Frank’s sneering insults won’t be missed
http://www.jeffjacoby.com/10808/frank-sneering-insults-wont-be-missed
BARNEY FRANK may be the only member of Congress who has ever made headlines for not acting like a jerk.
When the longtime Massachusetts representative found himself last year facing — for the first time in decades — a surprisingly strong Republican challenge, journalists noticed something strange: He wasn’t being as nasty as usual. He wasn’t responding to questions with his trademark put-downs. He wasn’t condescending to critics with quite as much sneering contempt.
“Barney Frank reinvents himself as a nice guy,” wrote Jonathan Strong in a story for The Daily Caller. The Boston Herald’s Margery Eagan, “bracing to get hammered” when she asked Frank some questions, was amazed when, instead of insulting or berating her, he answered her questions “almost diplomatically.”
But Frank’s unwonted restraint vanished on election night.
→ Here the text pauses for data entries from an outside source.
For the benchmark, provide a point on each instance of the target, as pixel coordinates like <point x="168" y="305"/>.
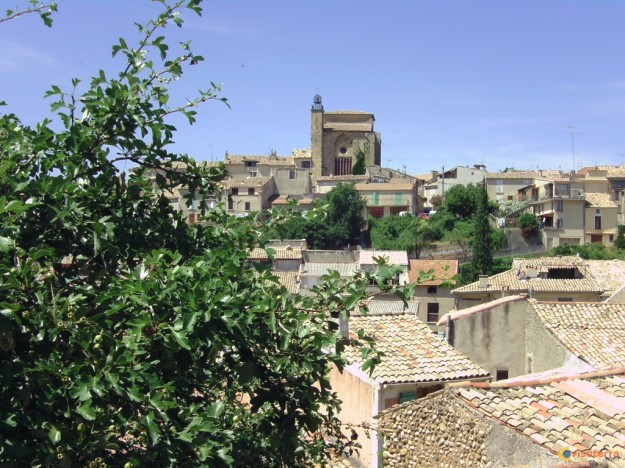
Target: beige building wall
<point x="338" y="136"/>
<point x="609" y="225"/>
<point x="442" y="297"/>
<point x="385" y="199"/>
<point x="357" y="410"/>
<point x="493" y="338"/>
<point x="292" y="181"/>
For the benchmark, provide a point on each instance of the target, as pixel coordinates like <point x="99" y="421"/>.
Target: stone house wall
<point x="543" y="351"/>
<point x="493" y="338"/>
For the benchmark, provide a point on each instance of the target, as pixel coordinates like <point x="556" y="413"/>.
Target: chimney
<point x="344" y="325"/>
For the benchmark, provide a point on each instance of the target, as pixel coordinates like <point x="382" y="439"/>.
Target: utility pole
<point x="573" y="133"/>
<point x="443" y="182"/>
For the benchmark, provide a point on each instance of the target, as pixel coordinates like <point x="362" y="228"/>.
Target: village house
<point x="434" y="280"/>
<point x="318" y="263"/>
<point x="438" y="183"/>
<point x="513" y="336"/>
<point x="505" y="186"/>
<point x="547" y="279"/>
<point x="415" y="363"/>
<point x="553" y="419"/>
<point x="390" y="198"/>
In what may have been the most graceless victory speech in US congressional history, he savaged the Herald, accused Republicans of engaging in “vituperation [and] anonymous smears,” and proclaimed his re-election “a victory for a concept of government which eschews anger and vitriol.”
Which was quite a proclamation, coming from someone who is as renowned for his invective and browbeating as for his liberalism and smarts. When Frank eventually goes to his eternal reward – and I wish him many more years of activity and good health – it’s safe to assume that the words “He eschewed anger and vitriol” will not be engraved on his monument.
Frank said last week that he plans to retire when his current term ends at the end of next year. That made him the 24th House incumbent to announce that he won’t seek re-election. But only in Frank’s case did the media coverage include printing roundups of his “oftentimes acerbic comments,” or collecting tweets from “the many journalists who have felt his wrath,” or posting a greatest-hits reel of Frank on the House floor, belittling and excoriating his Republican colleagues.
Politics and passion have always gone together, and all other things being equal, a quick-witted congressman with strong views and the ability to defend them is preferable to a colorless drudge. No one has ever doubted Frank’s intelligence or wit, and it isn’t only liberals who could appreciate his gift for wry retorts. (“My colleagues on the other side have decided to adopt a Marxist idea,” he said during one House debate. “The Marx in question, of course, is Chico.”)
But it’s one thing to be a quotable curmudgeon. It’s something quite different to be a bully.